Table 3 described surgical outcomes. The median operation time was 328 minutes. The median estimated blood loss was 400mL. Eleven patients received transfusion; the median transfusion was 2 pints. Postoperative complications occurred in 23% of patients, the most common being mild ileus (5 patients). Four patients experienced febrile morbidity, which improved with conservative management. Wound dehiscence was noticed in three patients. Atelectasis was identified in three patients. Pancreatic juice leakage, arrhythmia, and lymphedema were identified in a patient, respectively. All these complications were well managed with conservative management. Rectovaginal fistula or leakage was not identified in all 15 patients who underwent resection of the rectosigmoid colon. The median day for flatus passage and tolerable diet was 3 and 5 days from surgery, respectively. Forty-two patients received adjuvant chemotherapy; the median day of adjuvant chemotherapy from surgery was 13 days. The median postoperative hospital stay was 12 days.
Pathological outcomes of resection of the rectosigmoid colon were summarized in Table 4. Of 15 patients with resection of the rectosigmoid colon, cancer invasion and endometriosis were identified at resected rectum in 6 (40.0%) and 5 (33.3%) patients, respectively (Fig 1).
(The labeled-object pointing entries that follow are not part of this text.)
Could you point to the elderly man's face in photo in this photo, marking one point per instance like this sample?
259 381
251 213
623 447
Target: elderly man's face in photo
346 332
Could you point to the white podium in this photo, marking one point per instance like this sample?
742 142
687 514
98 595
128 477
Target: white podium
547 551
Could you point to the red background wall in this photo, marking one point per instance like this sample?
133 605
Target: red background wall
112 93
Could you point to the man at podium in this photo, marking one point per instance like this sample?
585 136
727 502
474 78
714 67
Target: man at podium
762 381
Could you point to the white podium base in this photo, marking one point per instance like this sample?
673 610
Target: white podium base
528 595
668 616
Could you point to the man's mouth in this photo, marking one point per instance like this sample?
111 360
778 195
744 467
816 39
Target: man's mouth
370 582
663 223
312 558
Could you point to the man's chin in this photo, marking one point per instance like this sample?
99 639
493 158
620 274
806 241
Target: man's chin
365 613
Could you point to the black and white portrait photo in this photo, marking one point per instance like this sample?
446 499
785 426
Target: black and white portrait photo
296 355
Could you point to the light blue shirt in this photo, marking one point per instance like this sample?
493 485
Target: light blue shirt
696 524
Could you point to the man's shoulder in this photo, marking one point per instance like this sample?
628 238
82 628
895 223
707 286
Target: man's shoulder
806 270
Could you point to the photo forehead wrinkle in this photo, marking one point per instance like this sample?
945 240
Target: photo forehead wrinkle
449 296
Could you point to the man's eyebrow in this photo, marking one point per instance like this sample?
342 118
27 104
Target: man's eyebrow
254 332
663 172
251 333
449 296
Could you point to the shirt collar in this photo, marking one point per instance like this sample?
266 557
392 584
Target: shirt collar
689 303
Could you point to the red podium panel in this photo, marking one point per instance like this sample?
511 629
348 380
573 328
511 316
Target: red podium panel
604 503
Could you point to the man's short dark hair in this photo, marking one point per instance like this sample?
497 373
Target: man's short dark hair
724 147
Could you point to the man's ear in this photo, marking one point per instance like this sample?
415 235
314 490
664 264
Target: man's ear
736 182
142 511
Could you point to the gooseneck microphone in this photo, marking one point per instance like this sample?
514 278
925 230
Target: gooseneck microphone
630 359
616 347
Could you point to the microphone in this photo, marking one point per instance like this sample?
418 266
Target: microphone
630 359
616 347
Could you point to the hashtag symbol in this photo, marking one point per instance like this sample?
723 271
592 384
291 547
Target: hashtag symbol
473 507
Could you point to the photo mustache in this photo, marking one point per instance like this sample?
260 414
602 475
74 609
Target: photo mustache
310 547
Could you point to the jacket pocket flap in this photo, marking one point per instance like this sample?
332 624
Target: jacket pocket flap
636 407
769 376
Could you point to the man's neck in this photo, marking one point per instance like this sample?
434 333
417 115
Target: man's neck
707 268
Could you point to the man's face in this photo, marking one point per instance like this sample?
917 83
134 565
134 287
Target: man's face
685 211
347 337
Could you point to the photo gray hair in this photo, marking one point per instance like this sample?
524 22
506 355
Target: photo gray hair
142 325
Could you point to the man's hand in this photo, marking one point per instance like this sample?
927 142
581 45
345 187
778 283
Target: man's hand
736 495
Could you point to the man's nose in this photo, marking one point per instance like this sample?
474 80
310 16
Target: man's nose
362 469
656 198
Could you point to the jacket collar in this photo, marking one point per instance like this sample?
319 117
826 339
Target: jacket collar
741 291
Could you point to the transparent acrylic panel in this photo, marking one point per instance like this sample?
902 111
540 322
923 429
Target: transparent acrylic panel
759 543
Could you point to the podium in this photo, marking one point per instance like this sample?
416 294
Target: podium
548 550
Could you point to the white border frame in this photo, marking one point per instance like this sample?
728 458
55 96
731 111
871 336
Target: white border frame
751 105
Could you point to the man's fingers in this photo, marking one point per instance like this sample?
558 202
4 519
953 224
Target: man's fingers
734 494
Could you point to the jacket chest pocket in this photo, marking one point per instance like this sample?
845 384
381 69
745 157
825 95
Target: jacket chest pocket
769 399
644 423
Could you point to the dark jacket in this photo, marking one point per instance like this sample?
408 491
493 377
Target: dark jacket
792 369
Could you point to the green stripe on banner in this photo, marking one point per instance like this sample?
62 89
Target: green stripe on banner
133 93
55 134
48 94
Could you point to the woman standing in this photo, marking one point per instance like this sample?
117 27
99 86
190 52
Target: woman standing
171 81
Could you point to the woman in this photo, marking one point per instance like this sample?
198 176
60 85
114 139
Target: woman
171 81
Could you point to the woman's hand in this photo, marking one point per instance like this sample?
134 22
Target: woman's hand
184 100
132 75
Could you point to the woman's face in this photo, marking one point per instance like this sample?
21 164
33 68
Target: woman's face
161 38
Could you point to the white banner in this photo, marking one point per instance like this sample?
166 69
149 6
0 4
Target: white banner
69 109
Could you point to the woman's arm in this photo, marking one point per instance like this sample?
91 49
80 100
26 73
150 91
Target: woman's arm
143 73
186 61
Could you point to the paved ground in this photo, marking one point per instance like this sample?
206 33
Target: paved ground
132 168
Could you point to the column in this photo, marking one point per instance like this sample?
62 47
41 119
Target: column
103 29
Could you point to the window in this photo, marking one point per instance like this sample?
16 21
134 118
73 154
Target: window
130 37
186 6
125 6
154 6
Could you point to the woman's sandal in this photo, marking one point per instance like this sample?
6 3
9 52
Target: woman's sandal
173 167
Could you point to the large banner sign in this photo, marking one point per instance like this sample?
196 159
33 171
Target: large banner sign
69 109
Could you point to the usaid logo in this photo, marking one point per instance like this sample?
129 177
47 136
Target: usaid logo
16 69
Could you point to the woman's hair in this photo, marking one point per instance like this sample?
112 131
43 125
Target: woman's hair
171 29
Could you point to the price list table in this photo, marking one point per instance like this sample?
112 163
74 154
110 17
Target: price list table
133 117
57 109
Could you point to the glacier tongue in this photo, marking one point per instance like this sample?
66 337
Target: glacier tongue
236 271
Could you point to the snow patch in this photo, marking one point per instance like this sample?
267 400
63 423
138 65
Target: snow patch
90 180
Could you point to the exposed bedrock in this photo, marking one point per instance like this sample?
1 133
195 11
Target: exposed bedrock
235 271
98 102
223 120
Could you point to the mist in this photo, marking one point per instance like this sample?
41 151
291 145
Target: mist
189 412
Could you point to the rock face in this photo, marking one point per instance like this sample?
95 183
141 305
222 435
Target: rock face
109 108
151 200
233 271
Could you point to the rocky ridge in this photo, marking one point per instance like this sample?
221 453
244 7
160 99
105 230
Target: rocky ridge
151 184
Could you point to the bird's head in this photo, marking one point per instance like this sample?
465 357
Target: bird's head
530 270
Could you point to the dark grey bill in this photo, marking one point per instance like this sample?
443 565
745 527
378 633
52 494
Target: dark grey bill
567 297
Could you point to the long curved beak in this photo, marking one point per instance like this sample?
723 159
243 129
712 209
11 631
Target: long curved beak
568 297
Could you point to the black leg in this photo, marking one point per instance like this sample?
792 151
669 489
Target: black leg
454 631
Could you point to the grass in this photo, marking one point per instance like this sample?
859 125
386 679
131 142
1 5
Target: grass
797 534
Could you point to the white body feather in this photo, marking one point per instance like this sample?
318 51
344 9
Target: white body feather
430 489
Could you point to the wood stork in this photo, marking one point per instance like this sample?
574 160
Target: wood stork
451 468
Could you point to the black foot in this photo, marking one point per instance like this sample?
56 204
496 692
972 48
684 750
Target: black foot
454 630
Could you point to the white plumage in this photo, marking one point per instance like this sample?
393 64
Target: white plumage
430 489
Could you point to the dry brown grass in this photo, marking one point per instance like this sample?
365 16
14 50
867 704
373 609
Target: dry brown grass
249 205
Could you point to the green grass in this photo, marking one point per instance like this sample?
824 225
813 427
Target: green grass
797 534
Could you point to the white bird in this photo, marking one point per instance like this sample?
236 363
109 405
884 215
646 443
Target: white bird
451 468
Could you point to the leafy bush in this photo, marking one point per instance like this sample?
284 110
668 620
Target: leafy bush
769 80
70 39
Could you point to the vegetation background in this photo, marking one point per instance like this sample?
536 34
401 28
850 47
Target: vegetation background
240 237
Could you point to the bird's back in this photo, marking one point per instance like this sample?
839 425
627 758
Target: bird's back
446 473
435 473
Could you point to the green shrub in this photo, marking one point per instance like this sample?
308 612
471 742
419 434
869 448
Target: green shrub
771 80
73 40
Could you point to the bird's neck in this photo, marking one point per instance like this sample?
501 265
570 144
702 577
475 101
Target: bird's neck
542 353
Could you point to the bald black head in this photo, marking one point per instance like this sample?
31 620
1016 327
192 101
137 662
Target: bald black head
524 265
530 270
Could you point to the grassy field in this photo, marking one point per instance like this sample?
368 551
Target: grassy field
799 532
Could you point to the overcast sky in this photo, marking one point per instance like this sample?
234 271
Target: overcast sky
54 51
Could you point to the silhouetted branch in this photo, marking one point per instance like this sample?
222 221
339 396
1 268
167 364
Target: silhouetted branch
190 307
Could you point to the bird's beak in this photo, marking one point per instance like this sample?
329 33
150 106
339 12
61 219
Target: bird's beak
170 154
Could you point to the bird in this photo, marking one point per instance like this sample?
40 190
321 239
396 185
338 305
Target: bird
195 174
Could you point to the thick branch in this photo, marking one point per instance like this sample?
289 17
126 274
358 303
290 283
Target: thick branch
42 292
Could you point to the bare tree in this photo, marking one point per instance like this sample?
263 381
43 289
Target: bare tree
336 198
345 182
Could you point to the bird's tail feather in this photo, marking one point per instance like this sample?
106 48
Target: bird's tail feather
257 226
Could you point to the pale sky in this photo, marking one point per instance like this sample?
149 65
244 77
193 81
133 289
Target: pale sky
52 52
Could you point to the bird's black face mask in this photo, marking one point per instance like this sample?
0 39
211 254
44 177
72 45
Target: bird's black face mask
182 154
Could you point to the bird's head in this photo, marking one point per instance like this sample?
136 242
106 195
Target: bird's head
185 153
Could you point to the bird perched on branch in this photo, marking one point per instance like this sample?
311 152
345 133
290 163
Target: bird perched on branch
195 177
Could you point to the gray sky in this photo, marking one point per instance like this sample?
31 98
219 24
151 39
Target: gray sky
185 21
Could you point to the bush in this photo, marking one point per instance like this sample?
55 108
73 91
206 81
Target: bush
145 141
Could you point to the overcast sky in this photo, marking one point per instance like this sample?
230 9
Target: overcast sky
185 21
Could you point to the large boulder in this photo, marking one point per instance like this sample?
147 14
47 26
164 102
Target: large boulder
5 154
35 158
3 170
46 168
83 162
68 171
Superficial invasion (up to serosa or subserosa) and deep invasion (up to muscle or mucosa) of cancer were identified in 3 and 3 patients, respectively. Superficial invasion and deep invasion of endometriosis were identified in 4 and 1 patient, respectively. Fibrosis and/or adhesion were identified in 4 patients. Peri-adnexal endometriosis was identified in 2 patients and another 2 patients had previous operation history.
The median follow-up of 52 patients was 50 months (range, 8-98). The 5-year disease-free survival rate was 85.9%. All patients have survived at the time of the current analysis.